How's That Working for You?
As an agile project leader, a big part of my job is coaching. A big part of coaching (as opposed to managing) is helping individuals and teams change, and change starts with feedback. But sometimes when I give feedback that does not validate what someone wants to do -- or, even worse, straight-up shoots it down -- they fight the feedback (and sometimes fight me). The person is looking for validation, but when you're trying to improve, you don't need validation. You need truth. My job as a coach is to speak the truth.
To initiate change you have to admit that what you are doing is not working. This can be challenging when our convictions are strong. As powerful as the ego is, it is also easily bruised and skilled at protecting itself. So rather than challenge the ego head-on, inspect what you're getting from what you're doing.
To do this, try these words: How's that working for you?
When someone is explaining their situation and asks for your opinion (or you feel compelled to offer your opinion), I suggest you first consider asking, "How's that working for you?" I have found that this simple question is a powerful tool for unfreezing current behaviors and safely inviting alternative actions.
Here's why this thought-provoking question works so well:
- It's an invitation to curiosity. Asking how something is working is an invitation to engage in a deeper conversation. If I just provide a quick response with my opinion on the situation, the other person might simply accept my response as somehow being authoritative, right or wrong, which might end the discussion. Inviting important information with this question promotes a deeper conversation.
- It's empirically focused. This question tests feelings, thoughts, and biases against cold, hard reality. You're not asking what they imagine or what they think. You're asking about their observation and awareness of what's really happening. Reality can be cruel, so it is not unusual to want to ignore it, but it is what it is. Deal with it.
- It's non-judgmental. Asking how it's working asks them to self-evaluate. You don't have to judge anything. It does, however, force intellectual honesty. Once they examine their own situation and collect factual data, they are likely to reach that uncomfortable moment of truth. They are forced to decide whether to accept what is or continue to deny it. By itself, the question does not provide the solution, but at least you know the answer is not to continue doing the same thing as before.
- It's self-reflective. Asking how something is working forces introspection. It solicits a self-analysis of the approach. Sometimes people have given the situation thoughtful consideration and can quickly provide their opinion on how things are going. But many times people haven't yet invested the effort to examine the situation and might be hoping I can save them the trouble by giving my opinion. Asking how it's going forces them to reflect on their own situation and take responsibility for it.
- It's largely binary. Usually it's either working or it isn't, and when it isn't, we all know it. The empirical evidence determines the answer, without subjective interpretation. No fuzziness. No hemming and hawing. Just a simple yes or no. A solid admission that it's not working tips the scale and breaks the emotional bond with the current behavior.

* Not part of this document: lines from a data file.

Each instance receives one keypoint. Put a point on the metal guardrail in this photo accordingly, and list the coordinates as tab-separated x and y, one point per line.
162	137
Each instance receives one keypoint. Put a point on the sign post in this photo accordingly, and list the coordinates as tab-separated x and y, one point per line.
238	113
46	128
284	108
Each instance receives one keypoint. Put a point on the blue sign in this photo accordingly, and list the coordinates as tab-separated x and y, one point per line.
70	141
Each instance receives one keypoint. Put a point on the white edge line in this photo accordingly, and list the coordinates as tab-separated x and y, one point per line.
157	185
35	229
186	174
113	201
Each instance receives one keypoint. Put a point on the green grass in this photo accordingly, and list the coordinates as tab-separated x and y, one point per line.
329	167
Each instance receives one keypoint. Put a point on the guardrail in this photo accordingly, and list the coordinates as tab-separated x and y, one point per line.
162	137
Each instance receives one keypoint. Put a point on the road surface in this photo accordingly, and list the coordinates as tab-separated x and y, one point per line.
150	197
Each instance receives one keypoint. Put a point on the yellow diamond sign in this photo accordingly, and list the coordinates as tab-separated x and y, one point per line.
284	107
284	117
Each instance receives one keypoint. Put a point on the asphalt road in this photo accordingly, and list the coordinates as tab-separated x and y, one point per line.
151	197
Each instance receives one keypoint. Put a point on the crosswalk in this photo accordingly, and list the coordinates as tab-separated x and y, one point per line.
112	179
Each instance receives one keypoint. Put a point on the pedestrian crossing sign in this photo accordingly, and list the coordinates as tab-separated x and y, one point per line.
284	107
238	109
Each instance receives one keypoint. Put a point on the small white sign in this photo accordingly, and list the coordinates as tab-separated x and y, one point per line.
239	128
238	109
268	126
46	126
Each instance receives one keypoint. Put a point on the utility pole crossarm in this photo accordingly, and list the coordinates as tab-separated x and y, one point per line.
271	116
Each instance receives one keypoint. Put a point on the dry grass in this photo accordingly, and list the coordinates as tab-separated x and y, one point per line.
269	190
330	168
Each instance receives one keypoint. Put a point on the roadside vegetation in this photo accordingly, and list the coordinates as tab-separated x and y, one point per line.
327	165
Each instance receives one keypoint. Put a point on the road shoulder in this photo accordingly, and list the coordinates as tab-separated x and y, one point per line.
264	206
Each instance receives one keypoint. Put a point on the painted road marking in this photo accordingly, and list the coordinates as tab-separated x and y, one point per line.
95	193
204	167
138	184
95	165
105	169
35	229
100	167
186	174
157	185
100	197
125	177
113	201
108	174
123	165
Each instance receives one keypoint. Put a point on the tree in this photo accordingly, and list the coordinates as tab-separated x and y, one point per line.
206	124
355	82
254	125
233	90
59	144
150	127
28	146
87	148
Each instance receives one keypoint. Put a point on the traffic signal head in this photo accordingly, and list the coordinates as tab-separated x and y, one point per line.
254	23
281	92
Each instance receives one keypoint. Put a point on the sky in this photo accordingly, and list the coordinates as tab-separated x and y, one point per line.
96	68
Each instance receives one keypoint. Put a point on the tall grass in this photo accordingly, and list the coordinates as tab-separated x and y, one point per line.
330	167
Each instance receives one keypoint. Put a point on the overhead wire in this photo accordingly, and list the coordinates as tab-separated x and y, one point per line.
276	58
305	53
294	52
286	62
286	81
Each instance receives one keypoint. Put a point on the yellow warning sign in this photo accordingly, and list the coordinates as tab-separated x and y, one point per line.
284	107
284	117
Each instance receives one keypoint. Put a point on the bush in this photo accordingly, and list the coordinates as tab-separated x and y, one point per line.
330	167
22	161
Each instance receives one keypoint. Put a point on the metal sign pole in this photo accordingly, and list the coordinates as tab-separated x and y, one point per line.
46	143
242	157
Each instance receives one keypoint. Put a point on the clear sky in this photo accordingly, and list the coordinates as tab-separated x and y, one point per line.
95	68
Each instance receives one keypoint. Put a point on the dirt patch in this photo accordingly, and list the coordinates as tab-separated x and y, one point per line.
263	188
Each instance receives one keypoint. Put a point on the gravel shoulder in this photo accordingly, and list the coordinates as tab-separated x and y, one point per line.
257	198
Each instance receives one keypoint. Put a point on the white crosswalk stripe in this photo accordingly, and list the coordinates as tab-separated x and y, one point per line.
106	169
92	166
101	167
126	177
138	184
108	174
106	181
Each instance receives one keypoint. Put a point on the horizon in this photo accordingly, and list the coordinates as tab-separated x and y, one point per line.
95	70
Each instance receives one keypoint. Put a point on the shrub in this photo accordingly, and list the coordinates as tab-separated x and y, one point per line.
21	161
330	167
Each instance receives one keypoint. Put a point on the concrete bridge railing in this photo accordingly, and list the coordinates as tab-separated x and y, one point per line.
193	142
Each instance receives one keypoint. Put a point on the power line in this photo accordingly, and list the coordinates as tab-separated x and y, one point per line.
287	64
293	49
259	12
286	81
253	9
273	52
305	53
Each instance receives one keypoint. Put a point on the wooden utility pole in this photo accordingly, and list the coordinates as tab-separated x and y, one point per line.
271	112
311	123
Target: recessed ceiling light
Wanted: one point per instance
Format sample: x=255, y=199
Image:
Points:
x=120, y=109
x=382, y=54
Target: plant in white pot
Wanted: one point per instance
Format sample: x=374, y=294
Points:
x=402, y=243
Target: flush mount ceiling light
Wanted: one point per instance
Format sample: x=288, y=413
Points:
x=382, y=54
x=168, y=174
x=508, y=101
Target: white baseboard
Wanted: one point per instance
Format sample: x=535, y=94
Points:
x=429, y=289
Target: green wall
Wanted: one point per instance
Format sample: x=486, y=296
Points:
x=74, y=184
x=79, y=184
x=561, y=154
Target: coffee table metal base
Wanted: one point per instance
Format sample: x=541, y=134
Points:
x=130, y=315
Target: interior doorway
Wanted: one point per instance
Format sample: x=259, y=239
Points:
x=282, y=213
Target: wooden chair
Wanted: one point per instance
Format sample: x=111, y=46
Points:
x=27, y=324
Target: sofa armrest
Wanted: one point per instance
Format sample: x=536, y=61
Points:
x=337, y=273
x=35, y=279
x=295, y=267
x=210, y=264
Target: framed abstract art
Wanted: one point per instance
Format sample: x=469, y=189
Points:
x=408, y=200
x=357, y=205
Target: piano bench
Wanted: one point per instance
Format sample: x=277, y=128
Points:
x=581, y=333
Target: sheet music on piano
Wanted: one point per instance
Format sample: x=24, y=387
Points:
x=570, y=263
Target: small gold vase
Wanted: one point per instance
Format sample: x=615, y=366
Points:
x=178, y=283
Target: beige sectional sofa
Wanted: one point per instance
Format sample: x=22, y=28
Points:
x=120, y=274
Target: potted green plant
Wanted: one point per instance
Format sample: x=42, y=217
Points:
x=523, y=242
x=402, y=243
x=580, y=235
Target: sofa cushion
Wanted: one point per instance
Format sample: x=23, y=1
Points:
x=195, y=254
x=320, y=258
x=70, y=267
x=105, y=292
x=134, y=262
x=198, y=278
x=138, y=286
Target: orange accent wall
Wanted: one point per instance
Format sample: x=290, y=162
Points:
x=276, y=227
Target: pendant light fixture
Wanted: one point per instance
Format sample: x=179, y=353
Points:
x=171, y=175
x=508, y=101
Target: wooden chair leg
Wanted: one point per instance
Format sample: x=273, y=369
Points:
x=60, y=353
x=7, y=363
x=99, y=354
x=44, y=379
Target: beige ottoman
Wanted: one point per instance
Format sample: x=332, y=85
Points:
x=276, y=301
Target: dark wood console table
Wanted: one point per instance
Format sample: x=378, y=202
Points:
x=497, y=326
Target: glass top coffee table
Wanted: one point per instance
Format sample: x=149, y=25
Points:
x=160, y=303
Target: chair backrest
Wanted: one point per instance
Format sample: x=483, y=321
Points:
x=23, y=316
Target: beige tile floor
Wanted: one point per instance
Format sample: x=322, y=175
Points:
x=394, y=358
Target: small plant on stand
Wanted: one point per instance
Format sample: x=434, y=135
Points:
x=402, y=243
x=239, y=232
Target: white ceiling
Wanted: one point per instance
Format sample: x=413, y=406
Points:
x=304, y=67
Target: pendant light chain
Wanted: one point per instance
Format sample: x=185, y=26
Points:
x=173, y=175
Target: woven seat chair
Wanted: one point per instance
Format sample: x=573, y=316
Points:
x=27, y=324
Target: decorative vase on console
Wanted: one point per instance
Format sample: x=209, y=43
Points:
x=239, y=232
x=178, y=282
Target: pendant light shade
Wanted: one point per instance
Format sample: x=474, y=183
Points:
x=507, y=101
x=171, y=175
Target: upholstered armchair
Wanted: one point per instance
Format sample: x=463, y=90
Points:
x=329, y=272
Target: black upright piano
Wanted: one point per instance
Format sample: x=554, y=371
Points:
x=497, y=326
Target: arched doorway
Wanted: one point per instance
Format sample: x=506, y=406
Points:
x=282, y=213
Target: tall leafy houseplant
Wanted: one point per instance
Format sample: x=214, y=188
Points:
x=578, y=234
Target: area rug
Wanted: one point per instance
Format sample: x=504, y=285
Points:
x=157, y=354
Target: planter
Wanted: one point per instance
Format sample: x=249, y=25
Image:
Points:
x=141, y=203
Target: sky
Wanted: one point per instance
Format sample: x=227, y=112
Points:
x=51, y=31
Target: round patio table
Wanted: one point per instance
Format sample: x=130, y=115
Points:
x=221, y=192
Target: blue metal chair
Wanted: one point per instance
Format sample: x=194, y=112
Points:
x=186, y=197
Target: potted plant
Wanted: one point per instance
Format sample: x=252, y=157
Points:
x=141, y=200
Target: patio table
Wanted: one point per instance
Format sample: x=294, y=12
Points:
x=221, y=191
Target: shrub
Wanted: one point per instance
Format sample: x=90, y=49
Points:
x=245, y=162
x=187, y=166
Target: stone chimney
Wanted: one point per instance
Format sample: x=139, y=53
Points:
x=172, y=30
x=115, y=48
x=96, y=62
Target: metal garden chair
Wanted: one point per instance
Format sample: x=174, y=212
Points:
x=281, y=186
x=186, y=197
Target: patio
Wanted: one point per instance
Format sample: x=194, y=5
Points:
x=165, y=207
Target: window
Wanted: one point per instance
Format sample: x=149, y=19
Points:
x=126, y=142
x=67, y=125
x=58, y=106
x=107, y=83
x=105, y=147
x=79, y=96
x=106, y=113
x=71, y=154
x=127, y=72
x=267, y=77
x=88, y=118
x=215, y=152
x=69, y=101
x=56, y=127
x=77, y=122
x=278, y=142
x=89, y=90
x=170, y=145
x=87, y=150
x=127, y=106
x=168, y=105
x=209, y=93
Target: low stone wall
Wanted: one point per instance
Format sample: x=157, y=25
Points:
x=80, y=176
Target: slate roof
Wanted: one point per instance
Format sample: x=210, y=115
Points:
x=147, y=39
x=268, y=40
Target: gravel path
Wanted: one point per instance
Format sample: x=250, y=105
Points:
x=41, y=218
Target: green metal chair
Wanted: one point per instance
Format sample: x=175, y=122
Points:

- It stops you from problem-solving. Those you coach may want you to provide answers, and you may feel compelled to oblige, but the reality is that you don't know everything. (Please don't tell my kids; as a dad, I'm still milking that one.) And even if you did have the answer, the change will be more sustainable if you can lead them to their own solution. Asking this question keeps you from immediately jumping into problem solving.
There is a proverb: When the student is ready, the teacher appears. All the coaching, instruction, and guidance in the world will never take root if the soil is not conditioned to accept it. This simple question loosens the hardened soil and prepares it for something new. It readies the student for learning and change.
While this question is a great coaching tool, the best part is that we can use it on ourselves too. We all get stuck from time to time, and this question invites us to look at our assumptions and actions and ask ourselves on a regular basis, "How's that working for me?" If the answer is "Not so great," then we can continue our monologue with, "So what do I plan to do about it?"
Once we are willing to admit that what we are doing is not working for us, the magic can start. The facts are undeniable; we said so ourselves. Turning back would be foolish. Now all that is left is to look forward and accept accountability for the change that is necessary.
There are many phrases my daughters would attribute to me and my parenting style, but I'm sure that if I were to ask them they would say this one is at the top of the list. I grew up in an environment where I was allowed to make my own mistakes, and I made a lot of them -- often the same ones over and over again, as my determination and pride were stronger than my common sense. My father typically sat patiently, waiting for the student to appear.